Monday, August 29, 2011

Just Like Chicken

Oh you guys! I wish I had better stories to tell you as to why I've been MIA the past couple of days, but the truth is my wrist was in pain and I'm now wearing a funky brace that makes me look like a professional bowler,which isn't a bad thing.

I was going to tell you that I hurt my wrist in a arm wrestling match and then roll into great arm wrestling movies, but there aren't any. There's Over the Top and that's about it. Sorely disappointed, I decided to go with plan B..Giant animals, attacking our city. Yeah, that's it, I hurt it rescuing Portland from big furry animals (I'm not talking about hipsters with unkempt beards either-that's a whole other post)

I am a huge fan of bacon. I love it! So, when 1984's Razorback showed up on my doorstep, I couldn't wait to sink my teeth into it (Get it, bacon, sink my teeth into it.....hello?) Razorback features, you guessed it, a giant razorback who terrroizes the Australian outback. While you rarely get to see the piglet, you do get a nice Mad Max feel, so that's not so bad.

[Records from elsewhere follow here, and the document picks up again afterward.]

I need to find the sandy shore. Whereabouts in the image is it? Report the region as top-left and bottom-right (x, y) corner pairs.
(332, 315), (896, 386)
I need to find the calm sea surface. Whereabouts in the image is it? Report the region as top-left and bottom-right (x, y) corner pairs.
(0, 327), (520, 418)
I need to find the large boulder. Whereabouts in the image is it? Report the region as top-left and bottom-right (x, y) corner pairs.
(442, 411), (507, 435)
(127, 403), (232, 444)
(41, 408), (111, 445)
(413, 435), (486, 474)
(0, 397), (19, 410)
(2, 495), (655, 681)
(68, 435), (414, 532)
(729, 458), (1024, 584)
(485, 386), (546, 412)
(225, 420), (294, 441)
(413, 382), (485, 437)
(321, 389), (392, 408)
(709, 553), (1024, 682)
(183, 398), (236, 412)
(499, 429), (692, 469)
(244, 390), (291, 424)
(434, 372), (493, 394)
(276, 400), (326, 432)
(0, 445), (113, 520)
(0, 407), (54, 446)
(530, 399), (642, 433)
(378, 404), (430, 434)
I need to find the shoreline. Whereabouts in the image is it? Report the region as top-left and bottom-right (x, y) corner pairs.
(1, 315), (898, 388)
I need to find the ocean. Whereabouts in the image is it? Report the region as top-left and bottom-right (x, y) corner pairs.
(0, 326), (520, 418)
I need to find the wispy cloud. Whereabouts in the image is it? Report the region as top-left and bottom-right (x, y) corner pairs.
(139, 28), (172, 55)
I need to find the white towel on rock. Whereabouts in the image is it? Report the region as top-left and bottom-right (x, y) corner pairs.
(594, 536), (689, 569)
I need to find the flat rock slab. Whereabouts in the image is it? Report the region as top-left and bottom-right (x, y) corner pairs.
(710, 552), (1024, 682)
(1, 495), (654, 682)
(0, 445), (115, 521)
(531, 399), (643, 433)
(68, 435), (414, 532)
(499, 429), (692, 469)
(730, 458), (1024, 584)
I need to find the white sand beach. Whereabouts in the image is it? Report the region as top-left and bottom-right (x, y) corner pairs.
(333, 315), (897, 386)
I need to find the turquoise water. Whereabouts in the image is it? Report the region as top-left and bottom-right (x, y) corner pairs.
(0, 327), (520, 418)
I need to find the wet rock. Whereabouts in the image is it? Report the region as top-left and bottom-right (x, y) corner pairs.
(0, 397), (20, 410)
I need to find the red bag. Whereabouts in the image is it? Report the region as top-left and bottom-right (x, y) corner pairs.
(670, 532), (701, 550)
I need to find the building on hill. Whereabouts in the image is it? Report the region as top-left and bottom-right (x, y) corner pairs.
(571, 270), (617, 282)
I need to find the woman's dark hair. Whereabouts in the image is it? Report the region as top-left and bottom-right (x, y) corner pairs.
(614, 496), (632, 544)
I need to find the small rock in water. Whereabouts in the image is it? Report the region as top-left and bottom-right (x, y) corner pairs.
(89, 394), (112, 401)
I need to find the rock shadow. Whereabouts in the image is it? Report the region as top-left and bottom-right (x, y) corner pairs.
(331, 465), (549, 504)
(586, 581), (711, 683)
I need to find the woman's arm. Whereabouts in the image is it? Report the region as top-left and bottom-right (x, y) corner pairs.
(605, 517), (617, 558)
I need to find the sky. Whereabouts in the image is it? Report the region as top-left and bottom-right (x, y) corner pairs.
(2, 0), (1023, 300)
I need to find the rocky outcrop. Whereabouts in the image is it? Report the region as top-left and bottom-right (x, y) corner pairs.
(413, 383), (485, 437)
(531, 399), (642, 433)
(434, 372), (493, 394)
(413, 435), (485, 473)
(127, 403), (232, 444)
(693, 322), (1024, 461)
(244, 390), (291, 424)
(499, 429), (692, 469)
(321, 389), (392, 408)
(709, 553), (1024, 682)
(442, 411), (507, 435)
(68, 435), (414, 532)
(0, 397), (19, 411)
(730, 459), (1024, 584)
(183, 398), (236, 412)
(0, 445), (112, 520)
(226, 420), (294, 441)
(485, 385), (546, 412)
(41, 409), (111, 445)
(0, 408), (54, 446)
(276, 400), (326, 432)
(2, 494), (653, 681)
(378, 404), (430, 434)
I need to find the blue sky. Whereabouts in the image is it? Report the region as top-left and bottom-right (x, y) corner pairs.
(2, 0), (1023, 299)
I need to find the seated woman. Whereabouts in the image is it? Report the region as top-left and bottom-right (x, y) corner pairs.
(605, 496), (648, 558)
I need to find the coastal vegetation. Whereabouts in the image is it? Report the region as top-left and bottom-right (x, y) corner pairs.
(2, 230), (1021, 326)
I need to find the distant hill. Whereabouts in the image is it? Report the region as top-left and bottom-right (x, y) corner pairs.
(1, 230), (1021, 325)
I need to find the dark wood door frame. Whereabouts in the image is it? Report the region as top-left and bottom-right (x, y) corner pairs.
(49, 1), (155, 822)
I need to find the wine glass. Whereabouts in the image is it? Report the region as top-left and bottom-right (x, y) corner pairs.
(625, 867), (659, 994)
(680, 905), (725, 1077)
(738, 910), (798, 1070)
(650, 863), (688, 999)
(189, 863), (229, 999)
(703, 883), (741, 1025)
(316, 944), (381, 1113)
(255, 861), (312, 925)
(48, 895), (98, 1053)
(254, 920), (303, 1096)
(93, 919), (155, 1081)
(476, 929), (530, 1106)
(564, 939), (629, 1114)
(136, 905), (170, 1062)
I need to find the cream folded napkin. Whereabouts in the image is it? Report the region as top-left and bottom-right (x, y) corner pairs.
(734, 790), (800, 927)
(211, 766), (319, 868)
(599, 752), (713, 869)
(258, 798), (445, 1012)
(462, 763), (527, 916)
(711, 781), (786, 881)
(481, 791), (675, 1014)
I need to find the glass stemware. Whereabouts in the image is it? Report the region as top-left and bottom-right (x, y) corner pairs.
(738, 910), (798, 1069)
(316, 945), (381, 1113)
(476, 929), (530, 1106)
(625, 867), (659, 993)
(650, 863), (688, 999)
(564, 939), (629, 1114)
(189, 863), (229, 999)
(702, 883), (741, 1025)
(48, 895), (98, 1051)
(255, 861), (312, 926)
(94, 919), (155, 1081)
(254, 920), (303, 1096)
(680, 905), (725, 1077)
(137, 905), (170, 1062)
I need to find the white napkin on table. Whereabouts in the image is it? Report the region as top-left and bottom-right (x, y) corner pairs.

Everyone loves fuzzy bunnies, right? Well what about a hundreds of fuzzy bunnies that are giant blood sucking, farm eating beasts? Still think those little pink nose monsters are cute? Night of the Lepus is a heartwarming story about giant mutated rabbits. You heard me right, giant, mutated rabbits. I'm not gonna bore you with the storyline, because basically there isn't one. The only thing you really need to know about this is giant mutated rabbits. If you look closely, they change size from scene to scene throughout that movie - and not smaller to bigger either.

So, ever been on a hunting trip up in Canada and ran across a giant chicken? No? Well, you don't know what you are missing! Let me tell you! Food of the Gods is a hysterical romp through a remote land with giant wasps, rats and chickens. It is delightfully bad, even by my standards but it did have me asking the question, when the killer chicken ate the human, "Did it taste just like chicken?"

Some may call these campy  movies, but I call them training films. Yep, everything I learned are from these movies. You might even say, my whole body is a weapon.



Denise Felton said...

Woooooooooooooo, PIG! Sooooieee!

LimeRiot said...

Sorry about your wrist, kitty. I hope you're feeling better soon.

Thank you for saving Portland. It's one of my favorite cities.